Defendendo que se chegou a uma situação em que “passa a haver uma incompatibilidade entre a senhora ministra e os médicos, por responsabilidade total dela” e considerando que “ninguém aceita isto, a ministra conseguiu unir os médicos todos, isto é uma situação totalmente inqualificável”, o Bastonário da Ordem dos Médicos rematou:

Num país normal, se calhar arranjava-se outro ministro.”

Considerando ainda os médicos como “os profissionais que mais horas extraordinárias fazem”, Miguel Guimarães lembrou que há “um limite para as horas extraordinárias” que “muitos médicos ultrapassam claramente” por necessidade de acudir o SNS. Esse limite, notou ainda, existe também para garantir a qualidade da prestação de cuidados de saúde aos doentes.

A senhora ministra da Saúde nunca soube até agora resolver o problema da falta de profissionais no SNS. E portanto lança mais este soundbyte na Comissão Parlamentar da Saúde”, referiu ainda o Bastonário, acrescentando: “Além desta questão da resiliência — como se proventura existisse uma profissão mais resiliente —, se os médicos levarem isto à lei e começarem a cumprir a lei o SNS cai.
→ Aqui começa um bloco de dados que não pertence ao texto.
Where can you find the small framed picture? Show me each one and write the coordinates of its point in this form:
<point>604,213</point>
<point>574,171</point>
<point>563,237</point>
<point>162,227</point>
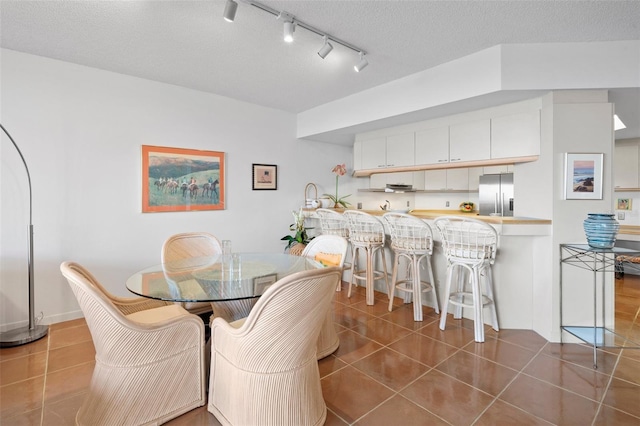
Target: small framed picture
<point>623,204</point>
<point>261,284</point>
<point>265,176</point>
<point>583,176</point>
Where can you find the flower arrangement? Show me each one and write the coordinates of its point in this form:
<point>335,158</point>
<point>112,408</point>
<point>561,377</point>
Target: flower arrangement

E a responsabilidade é da ministra, não é de mais ninguém”.

[Oiça aqui as declarações do Bastonário da Ordem dos Médicos à Rádio Observador:]

Ordem dos Médicos. “Se calhar arranjava-se outro ministro”

Sindicato Independente dos Médicos: “Uma imperdoável ofensa”

As afirmações de Temido também desagradaram ao Sindicato Independente dos Médicos, para quem estas “mais do que ultrapassaram qualquer linha vermelha que pudesse ter sido traçada”. Em comunicado, o SIM diz que a afirmação de que devem ser contratados médicos mais resilientes é “uma imperdoável ofensa” que os médicos “não mais perdoarão e esquecerão”.

O sindicato destaca ainda que as horas extraordinárias para os médicos do SNS são obrigatórias, algo que não acontece em toda a administração pública, e pede para estes profissionais “uma remuneração base digna”, que condiga “com a sua responsabilidade, com a sua diferenciação, com a penosidade do seu trabalho”.

À direita críticas de Rangel, à esquerda de Catarina Martins

Também no campo político as declarações de Marta Temido estão a merecer críticas de vários protagonistas. O candidato à liderança do PSD, Paulo Rangel, apontou num evento com militantes em Santarém, de acordo com o jornal Expresso: “Estou escandalizado, chocado até, com as declarações da ministra da Saúde”.

Rangel classificou ainda o discurso da ministra como “infantil” e defendeu os médicos, que diz estarem a “acumular horas extraordinárias” e que não conseguem “resolver muitas preocupações que têm quando as emergências não funcionam”.

Já a líder do Bloco de Esquerda, Catarina Martins, reagiu às declarações de Marta Temido através da rede social Twitter. “Não, senhora Ministra. O que precisamos é de mais profissionais de saúde no SNS. E de respeitar estes trabalhadores tão “resilientes” já fizeram mais de 17 milhões de horas extraordinárias”, escreveu a líder bloquista.